MaxwellBuchanan, Jan 13 2019

Suggested by, and the perfect accompaniment to: automatic_20trombone_20suitcase_20handle
[MaxwellBuchanan, Jan 13 2019]

Shameless elf promotion Bagtones
[21 Quest, Jan 13 2019]

Musical Highway https://www.smithso...-highway-180958449/
Similar idea, but on the road instead of the wheels [discontinuuity, Jan 13 2019]

Aquaroll https://www.aquaroll.com/
Very practical. [8th of 7, Jan 15 2019]

[link]






       If the wheels were huge, there would be more scope for this.
pocmloc, Jan 13 2019
  

       The case has wheels, if you were to put a conveyor belt-like system between the wheels and the floor, the imperfections on the belt/floor interface should make sound.   

       Simply swap out the belt cartridge inside the case to get another tunes. Wagner's entire Ring Cycle belt may be quite heavy.
not_morrison_rm, Jan 13 2019
  

       Airport rumble strips to add more permutations?
xenzag, Jan 13 2019
  

       With some clockwork you could introduce a music box configuration.
RayfordSteele, Jan 13 2019
  

       Form the case into a wheel, with the handle protruding from the axle. You'll reduce rolling friction and have plenty of space for music.
Voice, Jan 15 2019
  

       There's a water transportation drum that uses exactly that design. <link>   

       It would be possible to install a barrel organ, a small pipe-organ, or a tiny pianola in such a device. Thus the passenger could play a selection of live music as they walked. A constant-speed governor would be needed to maintain the tempo independent of the rate of progression.   
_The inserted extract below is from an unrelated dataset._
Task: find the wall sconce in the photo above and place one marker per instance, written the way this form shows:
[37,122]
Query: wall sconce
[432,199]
       Truly, this would bring a new horror to the existing miseries of travel.   

       [+] Croissant for mentioning Roy Chadwick, the Avro Lancaster, and the Rolls-Royce Merlin. Technically, three croissants, as a sutably respectful mention of any of those is immediately bunnable.
8th of 7, Jan 15 2019
  

       //A constant-speed governor would be needed to maintain the tempo independent of the rate of progression.//   

       No no no. Not at all in any way. It is far more satisfying if the leisurely "Stranger on the Shore" is transformed into "Yakkety Sax" during that final dash to the gate.
MaxwellBuchanan, Jan 15 2019
  

       In that case, a cluch could be incorporated to engage the "Benny Hill" chase music once a critical speed was attained.
8th of 7, Jan 15 2019
  

       Yes, that would be mutch better.
MaxwellBuchanan, Jan 15 2019
  

       ^ mutch - late Middle English (denoting a nightcap)   

       Erm, the Aquaroll (as is) doesn't make music, help flatten a lawn (it has flanges) and seems to not have the rough outer coating needed for a log-rolling shenanigans. Apart from that, it's quite practical.